To examine how activity in the color center relates to conscious color perception, we utilized an illusory color effect called the McCollough effect (McCollough, 1965), in which the intensity of color perception varies while the stimuli remain constant. To induce the McCollough effect, two orthogonally oriented grating patterns, such as a green-and-black horizontal grating and a magenta-and-black vertical grating, are viewed alternatively for a few minutes (Fig. 1c). After such induction, black-and-white test patterns are presented to subjects. White section of the horizontal grating appears to the viewer to be tinged pink, whereas that of the vertical grating appears green, complementary to the color of the induction stimuli. It is known that the McCollough effect is an automatically and inevitably induced phenomenon.
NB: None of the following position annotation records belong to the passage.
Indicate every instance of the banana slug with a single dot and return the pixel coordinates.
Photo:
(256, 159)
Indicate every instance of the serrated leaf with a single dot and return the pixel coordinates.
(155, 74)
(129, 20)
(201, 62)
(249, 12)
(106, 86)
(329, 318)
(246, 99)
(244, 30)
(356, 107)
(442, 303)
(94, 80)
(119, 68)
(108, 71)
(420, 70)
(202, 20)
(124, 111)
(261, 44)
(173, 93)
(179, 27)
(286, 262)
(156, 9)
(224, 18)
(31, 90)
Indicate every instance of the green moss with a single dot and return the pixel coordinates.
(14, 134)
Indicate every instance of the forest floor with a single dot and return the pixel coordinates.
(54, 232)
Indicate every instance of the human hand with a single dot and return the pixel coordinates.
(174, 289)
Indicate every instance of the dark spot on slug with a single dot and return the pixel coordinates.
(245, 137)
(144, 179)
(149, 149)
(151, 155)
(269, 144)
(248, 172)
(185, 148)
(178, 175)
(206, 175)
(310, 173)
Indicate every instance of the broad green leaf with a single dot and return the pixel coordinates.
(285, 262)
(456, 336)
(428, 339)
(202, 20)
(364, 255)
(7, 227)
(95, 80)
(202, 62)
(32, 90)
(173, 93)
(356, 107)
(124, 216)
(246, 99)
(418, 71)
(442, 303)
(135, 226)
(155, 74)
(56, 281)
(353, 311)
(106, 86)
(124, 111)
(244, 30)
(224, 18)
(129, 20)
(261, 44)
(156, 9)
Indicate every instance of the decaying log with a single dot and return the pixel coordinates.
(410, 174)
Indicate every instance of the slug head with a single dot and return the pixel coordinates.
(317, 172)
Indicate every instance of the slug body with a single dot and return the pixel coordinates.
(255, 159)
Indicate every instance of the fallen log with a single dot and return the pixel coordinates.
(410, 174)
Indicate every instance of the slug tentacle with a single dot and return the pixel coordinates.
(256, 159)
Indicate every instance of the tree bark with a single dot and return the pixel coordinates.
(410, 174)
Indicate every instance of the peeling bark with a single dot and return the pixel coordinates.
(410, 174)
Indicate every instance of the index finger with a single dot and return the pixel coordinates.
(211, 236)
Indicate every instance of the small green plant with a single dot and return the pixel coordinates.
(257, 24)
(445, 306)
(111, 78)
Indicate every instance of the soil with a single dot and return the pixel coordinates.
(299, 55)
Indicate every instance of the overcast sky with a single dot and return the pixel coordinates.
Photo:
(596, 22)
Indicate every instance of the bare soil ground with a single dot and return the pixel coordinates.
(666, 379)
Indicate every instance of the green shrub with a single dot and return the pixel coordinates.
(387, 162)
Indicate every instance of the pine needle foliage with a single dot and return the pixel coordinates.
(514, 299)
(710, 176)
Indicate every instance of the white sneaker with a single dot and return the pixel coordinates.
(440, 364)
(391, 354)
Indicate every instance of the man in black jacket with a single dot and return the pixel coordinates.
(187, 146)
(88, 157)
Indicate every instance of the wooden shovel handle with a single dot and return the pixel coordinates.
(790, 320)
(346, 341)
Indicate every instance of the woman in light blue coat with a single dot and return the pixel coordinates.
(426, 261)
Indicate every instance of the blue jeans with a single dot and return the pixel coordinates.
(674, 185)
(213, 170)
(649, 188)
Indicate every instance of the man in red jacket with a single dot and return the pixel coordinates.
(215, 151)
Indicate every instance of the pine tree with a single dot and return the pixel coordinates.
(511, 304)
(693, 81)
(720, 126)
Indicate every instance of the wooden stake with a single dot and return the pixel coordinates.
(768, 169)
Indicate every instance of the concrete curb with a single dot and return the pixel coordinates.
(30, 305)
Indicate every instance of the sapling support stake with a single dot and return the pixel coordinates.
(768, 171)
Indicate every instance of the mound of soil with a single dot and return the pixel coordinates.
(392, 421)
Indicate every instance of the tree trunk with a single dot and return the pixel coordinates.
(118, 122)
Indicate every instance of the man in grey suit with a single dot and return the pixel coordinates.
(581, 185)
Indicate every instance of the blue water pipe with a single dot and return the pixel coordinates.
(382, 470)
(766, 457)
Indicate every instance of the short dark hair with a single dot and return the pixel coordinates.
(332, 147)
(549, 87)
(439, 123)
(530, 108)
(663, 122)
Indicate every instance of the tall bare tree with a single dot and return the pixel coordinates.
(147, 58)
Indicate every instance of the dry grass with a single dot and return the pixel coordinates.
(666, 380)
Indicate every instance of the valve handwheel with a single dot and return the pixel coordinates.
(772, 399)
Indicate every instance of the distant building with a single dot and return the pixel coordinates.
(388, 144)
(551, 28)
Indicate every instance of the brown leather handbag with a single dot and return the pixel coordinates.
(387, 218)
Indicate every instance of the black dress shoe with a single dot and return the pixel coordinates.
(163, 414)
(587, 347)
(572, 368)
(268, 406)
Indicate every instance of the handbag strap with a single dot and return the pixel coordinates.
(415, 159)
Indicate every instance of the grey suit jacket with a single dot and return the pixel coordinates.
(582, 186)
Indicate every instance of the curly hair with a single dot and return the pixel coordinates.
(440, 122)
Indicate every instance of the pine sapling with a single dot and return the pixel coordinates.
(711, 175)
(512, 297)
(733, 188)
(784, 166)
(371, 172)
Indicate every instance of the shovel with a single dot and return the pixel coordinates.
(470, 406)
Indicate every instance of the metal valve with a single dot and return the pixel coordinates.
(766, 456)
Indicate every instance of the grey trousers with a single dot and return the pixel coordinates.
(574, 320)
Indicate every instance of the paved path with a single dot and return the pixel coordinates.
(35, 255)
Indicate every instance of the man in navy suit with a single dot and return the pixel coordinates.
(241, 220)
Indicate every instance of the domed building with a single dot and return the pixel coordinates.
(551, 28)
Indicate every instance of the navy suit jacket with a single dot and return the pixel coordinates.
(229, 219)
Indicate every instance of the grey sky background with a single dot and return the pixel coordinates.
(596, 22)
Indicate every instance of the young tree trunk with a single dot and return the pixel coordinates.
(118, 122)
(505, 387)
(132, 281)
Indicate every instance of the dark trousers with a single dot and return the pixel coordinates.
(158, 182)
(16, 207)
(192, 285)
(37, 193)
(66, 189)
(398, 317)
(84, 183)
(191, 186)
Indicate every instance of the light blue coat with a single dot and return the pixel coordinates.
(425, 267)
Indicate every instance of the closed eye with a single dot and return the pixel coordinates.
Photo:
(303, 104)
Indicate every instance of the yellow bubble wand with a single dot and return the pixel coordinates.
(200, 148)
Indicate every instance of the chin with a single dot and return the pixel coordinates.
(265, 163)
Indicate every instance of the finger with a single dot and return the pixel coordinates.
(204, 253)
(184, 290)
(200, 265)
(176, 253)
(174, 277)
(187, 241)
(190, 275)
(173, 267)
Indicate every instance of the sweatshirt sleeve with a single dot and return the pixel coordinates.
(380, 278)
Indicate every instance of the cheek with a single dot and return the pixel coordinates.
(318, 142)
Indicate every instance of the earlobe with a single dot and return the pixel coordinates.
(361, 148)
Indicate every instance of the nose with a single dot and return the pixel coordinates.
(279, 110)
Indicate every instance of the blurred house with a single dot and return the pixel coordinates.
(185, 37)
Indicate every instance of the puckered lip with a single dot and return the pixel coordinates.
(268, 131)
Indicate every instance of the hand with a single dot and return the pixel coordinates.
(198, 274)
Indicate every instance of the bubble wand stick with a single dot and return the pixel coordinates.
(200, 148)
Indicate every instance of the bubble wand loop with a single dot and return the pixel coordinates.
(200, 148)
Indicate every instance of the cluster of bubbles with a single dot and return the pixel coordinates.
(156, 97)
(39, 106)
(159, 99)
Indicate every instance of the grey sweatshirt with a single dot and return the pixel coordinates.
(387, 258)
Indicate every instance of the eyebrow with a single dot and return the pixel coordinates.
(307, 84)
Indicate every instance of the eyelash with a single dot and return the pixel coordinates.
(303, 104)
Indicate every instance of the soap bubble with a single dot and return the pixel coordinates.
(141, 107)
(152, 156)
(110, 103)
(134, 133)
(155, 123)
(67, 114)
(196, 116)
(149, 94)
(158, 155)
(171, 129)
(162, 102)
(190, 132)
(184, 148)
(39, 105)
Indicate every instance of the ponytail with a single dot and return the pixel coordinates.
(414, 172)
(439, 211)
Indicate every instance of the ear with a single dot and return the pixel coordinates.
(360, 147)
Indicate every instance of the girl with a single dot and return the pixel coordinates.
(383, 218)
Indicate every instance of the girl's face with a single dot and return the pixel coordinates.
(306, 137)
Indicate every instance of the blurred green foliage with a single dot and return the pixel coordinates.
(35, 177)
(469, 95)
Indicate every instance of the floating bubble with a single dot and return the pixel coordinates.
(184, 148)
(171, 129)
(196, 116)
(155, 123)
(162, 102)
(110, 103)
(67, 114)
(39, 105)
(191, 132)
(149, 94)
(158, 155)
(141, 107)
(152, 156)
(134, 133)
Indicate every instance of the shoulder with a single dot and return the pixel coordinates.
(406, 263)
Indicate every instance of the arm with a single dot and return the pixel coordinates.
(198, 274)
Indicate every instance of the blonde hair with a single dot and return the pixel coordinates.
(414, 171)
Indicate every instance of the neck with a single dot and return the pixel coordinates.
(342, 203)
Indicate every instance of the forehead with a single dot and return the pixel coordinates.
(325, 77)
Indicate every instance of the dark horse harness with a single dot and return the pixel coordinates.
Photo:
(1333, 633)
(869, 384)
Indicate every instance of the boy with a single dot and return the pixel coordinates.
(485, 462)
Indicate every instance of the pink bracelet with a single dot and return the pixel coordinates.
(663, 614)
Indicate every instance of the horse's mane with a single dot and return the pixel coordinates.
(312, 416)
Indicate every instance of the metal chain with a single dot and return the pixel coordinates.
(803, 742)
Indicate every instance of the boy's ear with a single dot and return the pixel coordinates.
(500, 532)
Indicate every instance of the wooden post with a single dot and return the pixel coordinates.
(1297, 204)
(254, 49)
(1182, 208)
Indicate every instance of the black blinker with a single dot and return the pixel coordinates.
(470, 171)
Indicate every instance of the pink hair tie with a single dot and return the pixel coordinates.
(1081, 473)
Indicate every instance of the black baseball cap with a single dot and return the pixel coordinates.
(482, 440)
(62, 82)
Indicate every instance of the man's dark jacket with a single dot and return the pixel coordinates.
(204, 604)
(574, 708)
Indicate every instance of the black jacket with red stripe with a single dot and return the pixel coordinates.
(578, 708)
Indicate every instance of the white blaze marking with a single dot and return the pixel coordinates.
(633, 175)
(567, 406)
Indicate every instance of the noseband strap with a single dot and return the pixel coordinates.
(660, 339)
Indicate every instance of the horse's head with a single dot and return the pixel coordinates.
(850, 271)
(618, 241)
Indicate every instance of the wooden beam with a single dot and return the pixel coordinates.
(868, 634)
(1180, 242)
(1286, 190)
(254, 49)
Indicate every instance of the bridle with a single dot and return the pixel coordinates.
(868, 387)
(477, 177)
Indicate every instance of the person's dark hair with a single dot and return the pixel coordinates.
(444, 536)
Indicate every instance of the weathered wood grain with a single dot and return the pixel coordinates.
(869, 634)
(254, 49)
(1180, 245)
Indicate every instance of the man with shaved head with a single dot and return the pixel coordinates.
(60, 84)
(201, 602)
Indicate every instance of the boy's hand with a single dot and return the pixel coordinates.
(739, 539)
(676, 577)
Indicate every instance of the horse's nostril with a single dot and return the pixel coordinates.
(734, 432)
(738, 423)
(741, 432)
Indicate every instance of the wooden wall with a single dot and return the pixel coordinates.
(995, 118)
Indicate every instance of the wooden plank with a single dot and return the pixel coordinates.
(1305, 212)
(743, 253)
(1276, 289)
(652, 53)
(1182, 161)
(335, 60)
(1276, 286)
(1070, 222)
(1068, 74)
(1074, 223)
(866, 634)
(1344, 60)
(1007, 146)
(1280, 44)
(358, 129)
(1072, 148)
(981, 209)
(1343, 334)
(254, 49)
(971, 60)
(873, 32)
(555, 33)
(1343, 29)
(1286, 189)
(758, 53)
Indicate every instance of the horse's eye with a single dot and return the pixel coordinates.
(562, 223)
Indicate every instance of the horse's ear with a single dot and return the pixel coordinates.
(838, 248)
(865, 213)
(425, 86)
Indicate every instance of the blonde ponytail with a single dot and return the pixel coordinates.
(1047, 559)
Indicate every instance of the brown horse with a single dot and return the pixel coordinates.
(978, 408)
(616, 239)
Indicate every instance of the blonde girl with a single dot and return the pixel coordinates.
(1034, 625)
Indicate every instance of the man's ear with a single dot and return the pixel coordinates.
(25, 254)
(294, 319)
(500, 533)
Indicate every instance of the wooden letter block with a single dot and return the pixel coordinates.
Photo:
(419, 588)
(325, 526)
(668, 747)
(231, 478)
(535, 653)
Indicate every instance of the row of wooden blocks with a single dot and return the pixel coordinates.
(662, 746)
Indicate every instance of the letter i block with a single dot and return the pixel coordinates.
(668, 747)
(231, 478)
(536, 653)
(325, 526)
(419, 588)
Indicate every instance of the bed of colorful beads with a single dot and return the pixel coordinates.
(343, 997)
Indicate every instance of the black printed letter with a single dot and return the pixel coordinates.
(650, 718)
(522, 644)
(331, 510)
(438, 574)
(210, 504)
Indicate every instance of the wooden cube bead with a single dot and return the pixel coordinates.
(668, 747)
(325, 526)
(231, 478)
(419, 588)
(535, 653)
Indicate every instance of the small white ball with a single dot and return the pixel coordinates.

As the McCollough effect can induce color perception without chromatic stimuli, it is well suited for the investigation of the conscious color perception. Our hypothesis was that the induction of the McCollough effect and conscious illusory color perception are different processes and hence neural representations are different. If this hypothesis is true, there may be subjects who are not consciously aware of the illusory color whereas the McCollough effect has been induced. To prove this hypothesis, we examined subjects who were not provided a priori information of the McCollough effect (UNINFORMED group). Neural activities were measured before and after the induction of the McCollough effect using functional magnetic resonance imaging (fMRI). Half of the subjects did not perceive illusory color during fMRI session after the induction (UNAWARE group) and others did (AWARE group), whereas psychophysical test after fMRI confirmed the induction of the McCollough effect in all subjects. Then we recruited another group who was informed that they would perceive illusory color during the session and was required to pay attention to the color (INFORMED group). All subjects in the INFORMED group perceived illusory color during the fMRI session. Common activation across all groups was in the posterior portion of the color center on the left, presumably V4, which may represent the induction of the McCollough effect. On the other hand, common activation between AWARE and INFORMED groups, but not in the UNAWARE group, was found in the anterior portion of the color center, presumably V4α, on the left. Hence, the left V4α may represent the perception of the illusory color.